Dix milliards de dinars à prendre sur le marché grâce à l’inclusion financière
Selon une étude réalisée par Martine Consulting et IFC (Société financière internationale, membre du groupe Banque mondiale) pour le compte de la Banque centrale de Tunisie, grâce à la digitalisation, au mobile payment et aux transactions numérique qui représentent 10 milliards de dinars de revenus brut pour les acteurs du marché, on peut réussir l’inclusion financière.
Les 7,5 millions de particuliers représentent à eux seuls un réservoir de 6,1 milliards de dinars. L’offre qui leur est destinée se compose de packages 100% digitaux avec des réseaux d’acceptation de cash étendus et fiables, des solutions digitales de micro-épargne avec un réseau in/out étendu qui se distingue par une grande adaptabilité et répond aux besoins de ceux dont les revenus sont modestes, des crédits d’entreprenariat et immobiliers, des solutions de micro-assurances à la carte et des produits complémentaires à la couverture CNAM (Caisse nationale d’assurance maladie).
Les 4,9 milliards de dinars restant, se répartissent entre les TRE (1,9 milliard de dinars), les entreprises (1,3 milliard de dinars) et les agriculteurs (0,9 milliard de dinars). Presque la moitié des agriculteurs des trois (3) chaînes de valeur (huile, datte et tomate) n’ont pas de comptes chez une institution financière conventionnelle. Plus de 85 % des agriculteurs des 3 chaînes de valeur utilisent des moyens de paiement non digitaux.
Pour transformer les opportunités en une réalité, les auteurs de l’étude conseillent aux acteurs du marché financier d’adapter les offres aux attentes et aux besoins spécifiques des populations ciblées, d’optimiser les investissements dans la digitalisation pour réduire les coûts et les tarifs pour les usagers, de s’unir avec d’autres acteurs du marché et d’investir dans l’accompagnement, la communication et la sensibilisation.
Reste que pour réussir l’inclusion financière, il faut aplanir nombre de difficultés et écarter les obstacles « perçus par tous les segments de la population. L’étude Martine Consulting et IFC cite le coût, les barrières à l’accessibilité, les craintes par rapport à la sécurité et la fiabilité et la méconnaissance des services et complexité des procédures.
Les usagers des services financiers ont exprimé des attentes se rapportant à la transparence et la qualité de service, la rapidité des réponses aux demandes, la facilité d’accès pour la souscription et les services, une tarification adaptée aux capacités financières des segments ciblés et la fiabilité technique, principalement dans le domaine des paiements.
Des attentes qui traduisent un intérêt notable pour la transition vers la finance digitale.
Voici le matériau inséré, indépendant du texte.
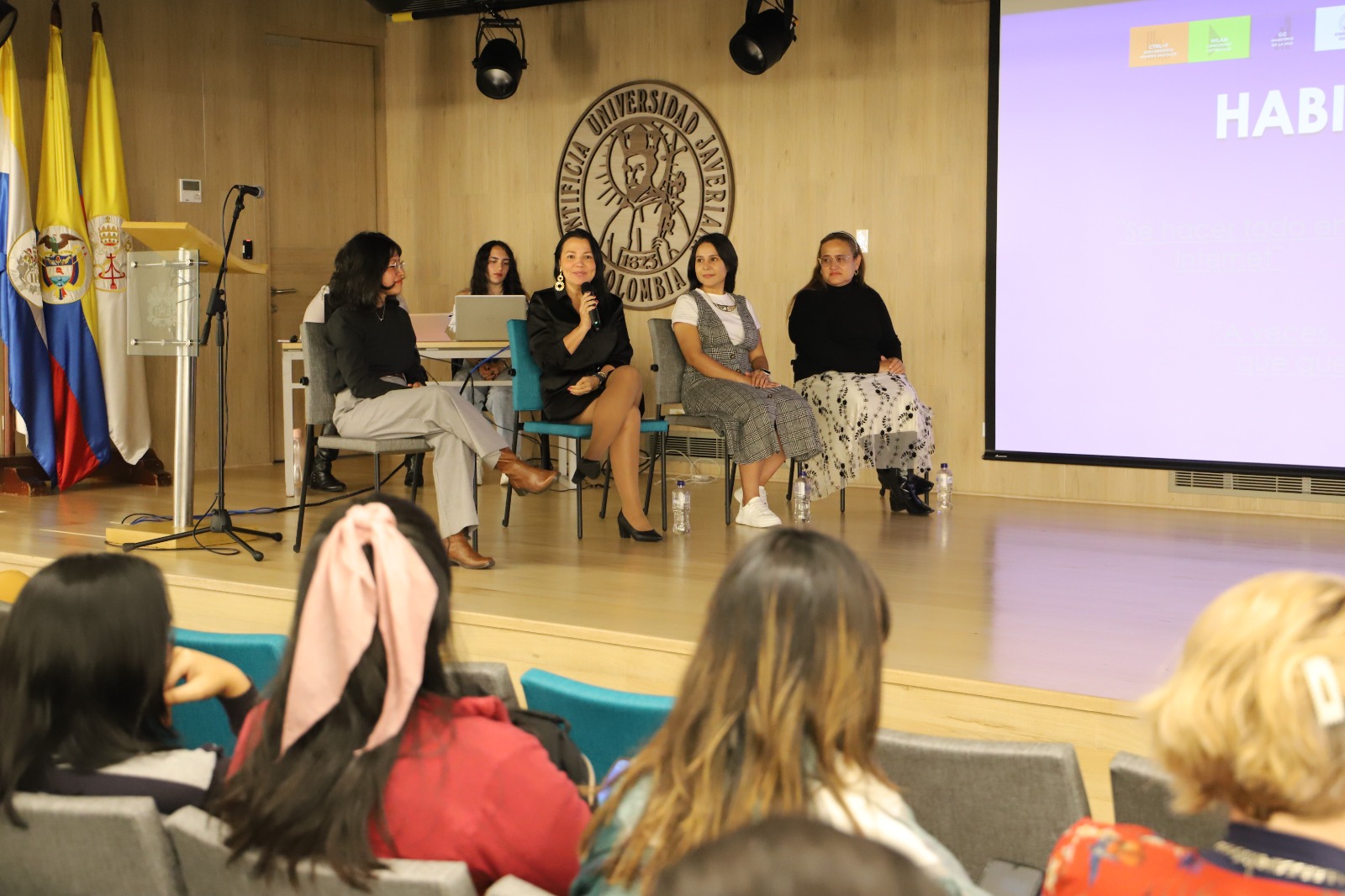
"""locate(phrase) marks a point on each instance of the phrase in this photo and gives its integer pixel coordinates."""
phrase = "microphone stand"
(219, 521)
Les acteurs du marché financier doivent aujourd’hui plancher sur la mise en place d’un éventail de produits et services financiers dont l’accès est facilité par le numérique via Internet. Ces prestations devraient couvrir le paiement, le crédit, l’épargne, le transfert d’argent et l’assurance.
La réduction des coûts des services financiers en question permettrait aux personnes et aux entreprises exclues des services financiers traditionnels d’accéder à des produits et de services financiers utiles et les intégrerait dans une dynamique financière et économique vertueuse.
La Tunisie, via ses institutions financières et la Banque centrale en premier, s’investit et investit dans la révolution numérique financière ; il revient aujourd’hui aux opérateurs du marché financier d’être les acteurs du changement et non des figurants subissant par force les nouvelles lois et réglementations.